The picture was progressing, and so also, as it had come about, was the
love-affair between the artist and his model. Conway Dalrymple had begun
to think that he might, after all, do worse than make Clara Van Siever
his wife. Clara Van Siever was handsome, and undoubtedly clever, and
Clara Van Siever's mother was certainly rich. And, in addition to this,
the young lady herself began to like the man into whose society she was
thrown. The affair seemed to flourish, and Mrs Dobbs Broughton should
have been delighted. She told Clara, with a very serious air, that she
was delighted, bidding Clara, at the same time, to be very cautious, as
men were so fickle, and as Conway Dalrymple, though the best fellow in
the world, was not, perhaps, altogether free from that common vice of
men. Indeed, it might have been surmised, from a word or two which Mrs
Broughton allowed to escape, that she considered poor Conway to be more
than ordinarily afflicted in that way. Miss Van Siever at first only
pouted, and said that there was nothing in it. 'There is something in
it, my dear, certainly,' said Mrs Dobbs Broughton; 'and there can be no
earthly reason why there should not be a great deal in it.' 'There is
nothing in it,' said Miss Van Siever, impetuously; 'and if you will
continue to speak of Mr Dalrymple in that way, I must give up the
picture.' 'As for that,' said Mrs Broughton, 'I conceive that we are
both of us bound to the young man now, seeing that he has given so much
time to the work.' 'I am not bound to him at all,' said Miss Van Siever.

Mrs Broughton also told Conway Dalrymple that she was delighted--oh, so
much delighted! He had obtained permission to come in one morning before
the time of sitting, so that he might work at his canvas independently
of his model. As was his custom, he made his own way upstairs and
commenced his work alone--having been expressly told by Mrs Broughton
that she would not come to him till she brought Clara with her. But she
did go up to the room in which the artist was painting, without waiting
for Miss Van Siever.

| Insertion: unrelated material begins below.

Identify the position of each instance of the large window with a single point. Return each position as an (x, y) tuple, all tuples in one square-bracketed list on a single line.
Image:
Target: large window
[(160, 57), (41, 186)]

Indeed, she was at this time so anxious as the
future welfare of her two young friends that she could not restrain
herself from speaking either to the one of to the other, whenever any
opportunity for such speech came round. To have left Conway Dalrymple at
work upstairs without going to him was impossible to her. So she went,
and then took the opportunity of expressing to her friend her ideas as
to his past and future conduct.

'Yes, it is very good; very good, indeed,' she said, standing before the
easel, and looking at the half-completed work. 'I do not know that you
ever did anything better.'

'I never can tell myself till a picture is finished whether it is going
to be good or not,' said Dalrymple, thinking really of his picture and
of nothing else.

'I am sure this will be good,' she said, 'and I suppose it is because
you have thrown so much heart into it. It is not mere industry that will
produce good work, nor yet skill, nor even genius; more than this is
required. The heart of the artist must be thrust with all its gushing
tides into the performance.' By this time he knew all the tones of her
voice and their various meanings, and immediately became aware that at
the present moment she was intent upon something beyond the picture. She
was preparing for a little scene, and was going to give him some advice.
He understood it all, but as he was really desirous of working at his
canvas, and was rather averse to having a scene at the moment, he made a
little attempt to disconcert her. 'It is the heart that gives success,'
she said, he was considering how he might best put an extinguisher upon
her romance for the occasion.

'Not at all, Mrs Broughton; success depends on elbow-grease.'

'On what, Conway?'

'On elbow-grease--hard work, that is--and I must work hard now if I mean
to take advantage of today's sitting. The truth is, I don't give enough
hours work to it.' And he leaned upon his stick, and daubed away briskly
at the background, and then stood for a moment looking at his canvas
with his head a little on one side, as though he could not withdraw his
attention for a moment from the thing he was doing.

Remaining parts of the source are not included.